Zig Interfaces for the Uninitiated
Update: May 2023 - Killian Vounckx wrote an update to this (in February 2022) that covers some changes to Zig's idioms around how this stuff works. This page is just staying up for posterity.
Zig's standard library takes a peculiar approach to generic interfaces. Since Zig doesn't have language features like inheritance or Go's interfaces, it uses a mechanism that mostly exists in C. However, like most things in C, it's better in Zig.

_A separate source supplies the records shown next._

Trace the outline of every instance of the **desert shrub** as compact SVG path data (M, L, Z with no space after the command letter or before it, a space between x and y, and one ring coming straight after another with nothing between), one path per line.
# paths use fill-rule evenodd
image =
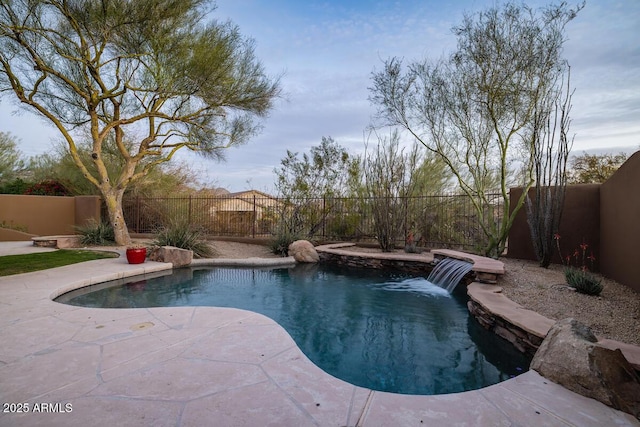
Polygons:
M197 258L211 258L215 251L209 245L200 230L185 222L171 223L156 233L153 244L156 246L175 246L193 251Z
M80 243L87 246L110 246L116 241L113 227L108 222L91 220L87 225L75 227Z
M567 280L567 284L580 293L600 295L600 292L602 292L602 281L590 271L568 267L564 270L564 277Z
M71 192L60 182L49 179L27 187L24 194L37 196L70 196Z

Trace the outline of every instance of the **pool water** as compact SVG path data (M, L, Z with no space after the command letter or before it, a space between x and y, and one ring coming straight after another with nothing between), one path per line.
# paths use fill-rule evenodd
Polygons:
M373 390L474 390L528 369L530 359L469 315L464 286L450 295L424 278L297 265L270 270L179 269L56 299L84 307L234 307L284 327L324 371Z

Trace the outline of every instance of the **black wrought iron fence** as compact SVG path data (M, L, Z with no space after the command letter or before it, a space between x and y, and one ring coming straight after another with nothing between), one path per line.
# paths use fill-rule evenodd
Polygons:
M482 221L502 219L502 197L490 195L481 218L466 195L441 194L384 200L402 212L393 236L404 245L409 235L424 247L476 250L486 243ZM123 203L129 230L155 233L175 221L186 221L209 236L269 237L283 227L301 237L322 240L377 239L372 209L379 199L276 197L153 197L128 198ZM402 209L400 209L402 208Z

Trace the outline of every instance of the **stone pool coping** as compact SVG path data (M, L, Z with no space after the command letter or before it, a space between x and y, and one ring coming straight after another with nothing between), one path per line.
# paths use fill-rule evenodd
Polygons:
M1 277L0 401L31 411L0 412L0 425L640 426L533 371L464 393L383 393L326 374L256 313L94 309L50 298L169 268L119 258ZM36 403L55 413L34 413Z
M349 250L354 246L356 244L350 242L334 243L317 246L316 250L320 254L329 254L328 259L333 261L365 268L380 268L391 263L397 263L399 267L406 267L407 263L431 266L434 256L473 263L472 271L476 274L476 281L467 285L469 311L484 327L510 341L523 353L533 355L555 323L554 320L510 300L502 293L500 286L494 285L496 279L499 280L499 276L504 274L504 263L496 259L451 249L433 249L421 254ZM388 262L380 263L380 260ZM610 339L601 339L598 344L613 350L620 349L629 363L640 370L640 347Z

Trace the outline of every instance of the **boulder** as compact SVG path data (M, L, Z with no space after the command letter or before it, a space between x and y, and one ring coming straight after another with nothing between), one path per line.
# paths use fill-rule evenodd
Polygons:
M599 346L587 326L556 322L531 361L531 369L583 396L640 419L640 379L619 349Z
M193 251L176 248L175 246L160 246L151 251L150 261L170 262L173 268L184 267L191 264Z
M289 256L292 256L297 262L319 262L320 256L316 252L316 248L308 240L296 240L289 245Z

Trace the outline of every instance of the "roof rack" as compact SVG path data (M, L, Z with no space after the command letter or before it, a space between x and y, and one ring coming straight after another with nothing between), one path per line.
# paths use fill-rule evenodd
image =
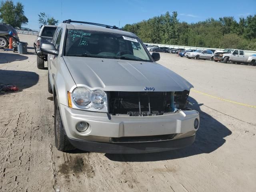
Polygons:
M72 23L83 23L84 24L89 24L90 25L97 25L98 26L101 26L102 27L105 27L106 28L112 28L114 29L118 29L118 28L116 26L111 26L110 25L104 25L104 24L100 24L99 23L91 23L90 22L86 22L84 21L73 21L71 19L68 19L68 20L65 20L63 21L63 23L66 23L68 24L70 24L71 22Z

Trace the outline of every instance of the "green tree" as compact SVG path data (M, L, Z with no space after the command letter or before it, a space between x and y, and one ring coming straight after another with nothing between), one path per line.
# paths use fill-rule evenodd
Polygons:
M28 20L24 14L24 6L20 2L15 5L12 0L2 1L0 4L0 20L13 27L20 28Z
M244 49L247 44L247 41L236 34L226 34L222 37L220 42L222 48Z
M247 39L256 38L256 15L249 15L246 18L244 35Z
M44 12L40 12L38 14L38 22L39 23L42 25L56 25L59 22L58 20L56 20L53 17L50 17L46 15Z
M256 49L256 15L219 19L209 18L196 23L180 23L178 14L169 12L123 29L136 34L147 43L217 48Z

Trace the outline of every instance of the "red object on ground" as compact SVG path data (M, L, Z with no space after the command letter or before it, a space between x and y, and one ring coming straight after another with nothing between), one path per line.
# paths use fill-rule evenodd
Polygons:
M18 91L19 87L12 84L6 84L0 85L0 92L1 91Z
M9 48L12 49L12 37L10 37L9 39Z

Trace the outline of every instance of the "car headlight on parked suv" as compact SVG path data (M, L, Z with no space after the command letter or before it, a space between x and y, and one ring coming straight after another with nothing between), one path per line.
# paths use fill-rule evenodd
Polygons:
M72 108L107 112L107 95L104 91L100 89L92 91L86 87L78 87L70 96L68 95L71 97L72 102L74 104L72 105Z

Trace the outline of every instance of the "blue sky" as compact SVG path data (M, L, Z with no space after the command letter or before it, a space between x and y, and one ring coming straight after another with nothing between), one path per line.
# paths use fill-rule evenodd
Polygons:
M24 26L32 29L38 29L40 12L45 12L60 22L71 19L118 26L120 22L120 27L167 11L177 11L180 21L188 23L225 16L233 16L238 20L241 16L245 17L256 14L256 0L13 0L24 5L25 14L28 18L28 24Z

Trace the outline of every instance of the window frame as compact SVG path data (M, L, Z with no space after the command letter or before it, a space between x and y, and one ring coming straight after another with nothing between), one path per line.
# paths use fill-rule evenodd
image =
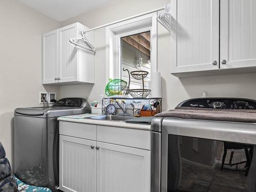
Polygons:
M122 37L124 37L127 36L133 35L136 34L141 33L147 31L150 31L150 38L151 39L151 31L152 31L152 27L147 27L145 28L142 28L140 29L137 29L133 31L130 31L129 32L121 33L118 35L116 35L115 36L115 49L118 50L117 54L116 54L116 58L115 58L115 67L116 68L116 74L115 74L115 78L118 78L121 79L121 71L122 69L121 69L121 66L122 66L122 52L121 52L121 39ZM150 50L151 50L151 48L152 45L151 42L150 45Z
M151 72L157 70L157 12L148 14L106 28L106 83L121 77L121 38L151 32Z

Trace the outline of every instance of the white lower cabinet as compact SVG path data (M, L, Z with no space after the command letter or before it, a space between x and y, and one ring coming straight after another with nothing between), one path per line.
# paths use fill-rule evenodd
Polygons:
M63 135L59 141L59 189L95 192L96 142Z
M66 127L69 125L67 123L61 123L60 134L66 133ZM86 128L88 126L88 125L84 125ZM76 128L74 126L72 127L73 130ZM113 128L104 127L110 130ZM119 133L118 129L130 131L116 128L118 129L116 133ZM137 131L138 134L141 132L141 130ZM100 130L98 133L99 132ZM101 137L98 133L96 140L100 140ZM122 136L121 133L117 134L119 136L116 134L113 137ZM65 192L150 191L150 150L143 147L141 148L144 149L125 146L121 143L111 144L87 140L83 139L83 135L81 135L82 138L60 135L60 190ZM146 135L138 137L142 140L146 140ZM131 137L128 135L126 136ZM134 137L134 135L130 138L131 143Z
M150 191L150 151L97 142L97 192Z

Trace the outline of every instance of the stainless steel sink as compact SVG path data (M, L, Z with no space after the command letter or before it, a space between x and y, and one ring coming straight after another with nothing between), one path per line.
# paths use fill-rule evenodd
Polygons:
M109 121L124 121L126 120L134 119L136 117L122 115L100 115L90 117L90 119L97 120L105 120Z

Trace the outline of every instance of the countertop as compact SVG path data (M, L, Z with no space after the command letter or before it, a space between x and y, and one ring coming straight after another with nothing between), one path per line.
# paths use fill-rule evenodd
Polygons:
M60 117L58 118L58 120L60 121L71 122L78 123L96 124L103 126L115 126L118 127L134 129L137 130L142 130L151 131L151 126L149 124L128 123L123 121L115 121L106 120L92 119L88 118L82 119L74 119Z

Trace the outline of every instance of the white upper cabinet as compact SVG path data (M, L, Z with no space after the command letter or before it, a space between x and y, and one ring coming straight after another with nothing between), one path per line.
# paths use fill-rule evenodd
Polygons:
M58 76L58 30L42 35L42 82L55 82Z
M88 29L76 23L54 31L54 38L46 37L53 32L43 35L43 84L94 82L94 54L75 48L69 42L70 38L81 37L81 31ZM86 36L94 45L94 32L87 33Z
M171 72L219 69L219 0L172 0Z
M220 3L220 68L256 66L256 1Z
M171 5L172 74L256 71L255 1L172 0Z

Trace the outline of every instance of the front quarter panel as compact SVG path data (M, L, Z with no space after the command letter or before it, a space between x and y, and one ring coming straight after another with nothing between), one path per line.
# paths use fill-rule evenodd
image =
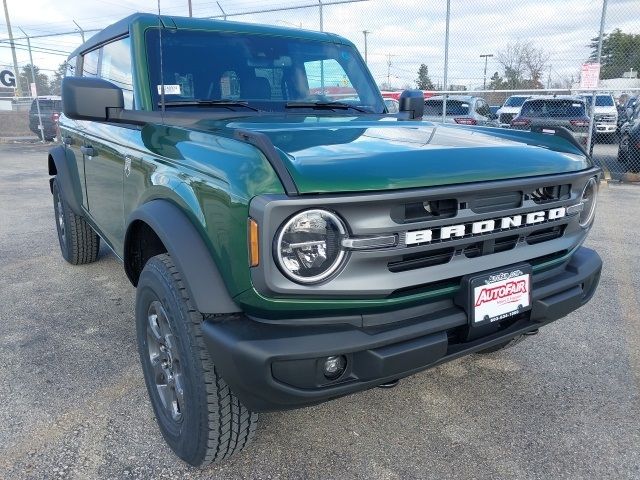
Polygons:
M176 204L200 232L231 296L250 288L249 201L283 193L264 156L230 138L163 125L145 126L140 141L144 148L131 151L125 175L125 218L151 200Z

It may be that some day in the near future, Issue 130 will be resolved and this whole document will be obsolete. In June of 2020, Zig is a new and fast-moving language. Don't be surprised if it changes. Until that day, however, the thing this tutorial describes is what we have.
A Useful Example
Zig doesn't currently have an equivalent to Python's itertools, but it does have a common pattern for iterators:
while (iter.next()) |val| {
// Do something with val
}
Several data structures in the standard library follow a
similar pattern, so let's pull it into a
formal Iterator
struct that we can operate
on.
/// Iterators can be iterated with while loops. The next
/// function returns null when the iterator is exhausted.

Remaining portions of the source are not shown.